In TransforMAP terms, uncertainty has gone up to a level where we cannot complete the Voice 1 and 2 work to get ourselves back to a level of certainty which feels stable.

Is any of this going to slow down any time soon? Hardly. The question is, is what I've called Genetic Time, the time it takes for humans to actually process and complete the work to finish, re-invent, and re-commit, really Genetic? Is it hard wired or am I missing something?

Beginning the enquiry takes me off in a new direction.

If we assume straights and curves we expect straights and curves. Especially straights. Any race driver will tell you that hurtling along the Mulsanne Straight at Le Mans at 275 mph is a chance to rest. If we assume we have to have a profound straight on every lap to stay rested and centred and those times are increasingly fleeting, and unpredictable if not downright just not there, then what?

If we assume that engaging chaos and uncertainty is anxiety producing we may not start looking for other life assumptions and mental models which allows for chaos and uncertainty and even find live giving quality within. What does our Mother Culture tell us? What about the pervasive Judeo/Christian monotheistic system offer us? Would an animistic model based on the robust diversity and unfathomable chaos of the natural world suit us better for thriving in the times that are ahead?

And we have to ask whether, just as Transport Time has stalled under the speed of sound, Market Time will stall out at some absolute reference speed. And if so, are us old folks just caught in a singularity which our kids will not be troubled by?

Perhaps we are just in one of the hugest curves of all, the curve of a change in change.
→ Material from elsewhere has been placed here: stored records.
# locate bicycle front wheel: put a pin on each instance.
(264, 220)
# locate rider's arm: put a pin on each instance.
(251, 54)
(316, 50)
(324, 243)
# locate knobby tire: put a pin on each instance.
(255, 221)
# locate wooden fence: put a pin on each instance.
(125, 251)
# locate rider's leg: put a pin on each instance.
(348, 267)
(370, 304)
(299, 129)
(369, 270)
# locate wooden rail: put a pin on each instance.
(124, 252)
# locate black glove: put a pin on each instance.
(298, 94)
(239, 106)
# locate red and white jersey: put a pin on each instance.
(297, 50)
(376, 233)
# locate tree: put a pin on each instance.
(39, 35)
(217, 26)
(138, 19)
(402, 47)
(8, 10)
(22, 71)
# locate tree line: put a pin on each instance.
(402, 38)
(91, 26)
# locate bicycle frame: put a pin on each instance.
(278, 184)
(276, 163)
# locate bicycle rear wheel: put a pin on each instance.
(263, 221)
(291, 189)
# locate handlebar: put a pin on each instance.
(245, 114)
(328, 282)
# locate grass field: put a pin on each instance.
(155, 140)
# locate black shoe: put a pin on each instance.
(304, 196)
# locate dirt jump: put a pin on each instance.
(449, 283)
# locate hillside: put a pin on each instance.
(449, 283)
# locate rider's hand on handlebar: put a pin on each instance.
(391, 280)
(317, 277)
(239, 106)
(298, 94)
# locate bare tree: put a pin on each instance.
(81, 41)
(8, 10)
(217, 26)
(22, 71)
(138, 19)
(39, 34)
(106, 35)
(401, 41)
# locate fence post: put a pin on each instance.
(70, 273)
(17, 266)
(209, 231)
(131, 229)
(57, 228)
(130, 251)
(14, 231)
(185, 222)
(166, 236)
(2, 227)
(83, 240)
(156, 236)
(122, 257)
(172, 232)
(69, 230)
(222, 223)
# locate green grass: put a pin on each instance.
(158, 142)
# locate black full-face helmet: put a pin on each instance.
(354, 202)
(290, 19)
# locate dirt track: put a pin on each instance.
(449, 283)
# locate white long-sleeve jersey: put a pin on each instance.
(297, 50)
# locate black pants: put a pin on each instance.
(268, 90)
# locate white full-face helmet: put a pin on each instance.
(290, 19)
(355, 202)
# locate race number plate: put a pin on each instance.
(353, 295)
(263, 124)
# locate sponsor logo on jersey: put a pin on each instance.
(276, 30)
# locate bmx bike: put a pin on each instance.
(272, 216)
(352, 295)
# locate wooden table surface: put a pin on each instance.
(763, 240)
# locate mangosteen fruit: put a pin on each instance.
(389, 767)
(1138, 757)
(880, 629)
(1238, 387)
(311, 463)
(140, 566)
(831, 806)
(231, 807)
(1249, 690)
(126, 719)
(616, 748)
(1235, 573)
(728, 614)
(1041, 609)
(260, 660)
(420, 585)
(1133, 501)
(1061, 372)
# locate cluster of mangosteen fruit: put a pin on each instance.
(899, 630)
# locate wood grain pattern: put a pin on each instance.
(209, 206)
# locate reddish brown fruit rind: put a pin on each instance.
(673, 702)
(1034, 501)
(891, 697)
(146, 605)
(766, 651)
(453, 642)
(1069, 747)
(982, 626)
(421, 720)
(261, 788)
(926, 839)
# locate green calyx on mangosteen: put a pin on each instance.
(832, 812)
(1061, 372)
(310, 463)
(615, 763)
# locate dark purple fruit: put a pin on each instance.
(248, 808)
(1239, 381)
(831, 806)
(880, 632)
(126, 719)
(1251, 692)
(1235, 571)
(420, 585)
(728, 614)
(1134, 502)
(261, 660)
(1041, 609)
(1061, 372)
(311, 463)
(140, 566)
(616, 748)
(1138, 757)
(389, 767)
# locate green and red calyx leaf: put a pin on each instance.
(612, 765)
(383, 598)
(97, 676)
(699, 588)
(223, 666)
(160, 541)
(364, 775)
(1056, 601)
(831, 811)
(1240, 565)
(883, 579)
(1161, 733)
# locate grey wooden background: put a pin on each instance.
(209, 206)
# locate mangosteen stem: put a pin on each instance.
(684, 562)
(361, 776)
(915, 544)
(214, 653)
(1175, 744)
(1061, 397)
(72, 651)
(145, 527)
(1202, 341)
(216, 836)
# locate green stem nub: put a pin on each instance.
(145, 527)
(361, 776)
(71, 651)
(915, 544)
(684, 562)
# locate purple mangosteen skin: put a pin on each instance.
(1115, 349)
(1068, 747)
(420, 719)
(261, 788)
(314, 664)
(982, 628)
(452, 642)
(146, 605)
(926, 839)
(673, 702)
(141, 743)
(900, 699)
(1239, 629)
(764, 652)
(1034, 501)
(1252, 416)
Maybe there is a straight coming up which will serve for another couple thousand years or so. Or maybe what is being revealed to us now is that there never were any straights. Just the illusion.
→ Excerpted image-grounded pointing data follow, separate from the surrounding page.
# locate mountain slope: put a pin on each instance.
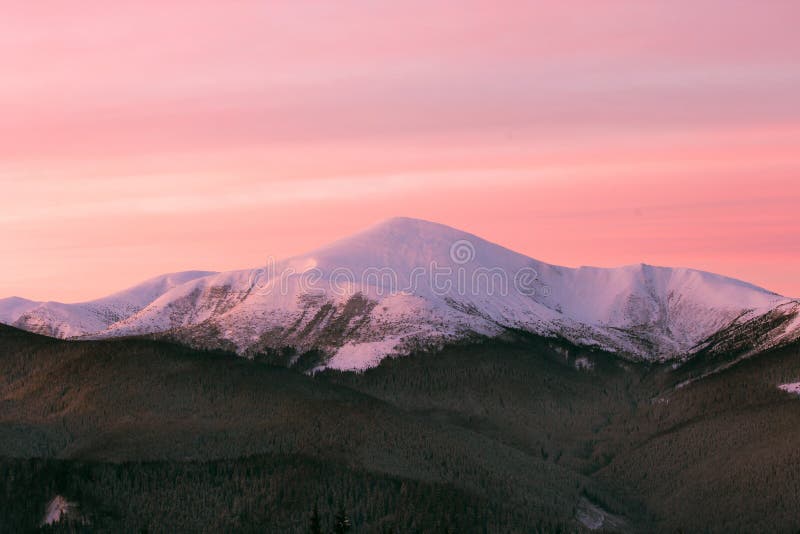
(525, 434)
(406, 284)
(68, 320)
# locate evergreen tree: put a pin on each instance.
(315, 526)
(341, 523)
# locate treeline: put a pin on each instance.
(258, 494)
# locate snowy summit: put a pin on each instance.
(407, 283)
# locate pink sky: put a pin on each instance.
(152, 137)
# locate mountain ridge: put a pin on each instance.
(406, 283)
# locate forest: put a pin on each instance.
(521, 434)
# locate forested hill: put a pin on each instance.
(513, 436)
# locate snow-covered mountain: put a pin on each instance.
(408, 283)
(70, 320)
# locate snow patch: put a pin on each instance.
(56, 510)
(361, 356)
(791, 388)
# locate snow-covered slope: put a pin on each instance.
(70, 320)
(407, 283)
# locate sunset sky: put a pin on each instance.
(138, 138)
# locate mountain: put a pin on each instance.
(521, 434)
(407, 284)
(70, 320)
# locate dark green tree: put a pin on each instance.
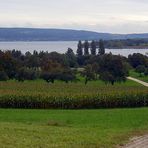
(93, 48)
(86, 48)
(140, 69)
(80, 49)
(112, 69)
(101, 47)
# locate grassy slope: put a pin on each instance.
(70, 128)
(136, 75)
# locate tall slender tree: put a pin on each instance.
(86, 48)
(101, 47)
(93, 47)
(80, 49)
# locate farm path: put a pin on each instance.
(138, 142)
(138, 81)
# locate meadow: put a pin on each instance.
(107, 128)
(96, 94)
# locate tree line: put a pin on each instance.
(65, 67)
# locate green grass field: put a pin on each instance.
(137, 75)
(70, 128)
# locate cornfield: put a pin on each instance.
(38, 94)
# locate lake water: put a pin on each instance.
(59, 46)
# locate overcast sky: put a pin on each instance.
(115, 16)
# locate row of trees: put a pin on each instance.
(54, 66)
(88, 48)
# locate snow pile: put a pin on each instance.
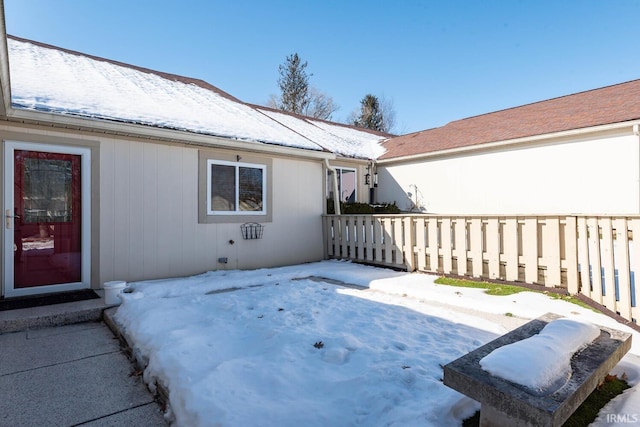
(541, 362)
(283, 347)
When my principal mentor told me about his view of transformation in 1977, he said that short of a calamity, there was no such thing as a big transformation, unless we personally ignored all the signs and signals along the way. Our job was to stay tuned to ourselves and keep doing the work in small ways that kept us up with ourselves. That way the big cataclysms were far rarer indeed. That was good advice then. I think it remains so. I believe a really well maintained learning organisation probably is weathering all this pretty well. Nimble design companies, generally out on the edge of things anyway likely see all this as opportunity and aren't nervous about it. The reaction of governments and big public, slow moving, organisations is a different matter.

So it all may depend where we sit. But then again it may not.

More to wonder and scribble and argue about for all of us. Meanwhile, how come the car we just bought for $24k is suddenly worth $3k? And it isn't any less effective transportation than the day we bought it. And 'They' say it isn't as safe or as green as anyone of our intelligence and taste would really want it to be. Damn.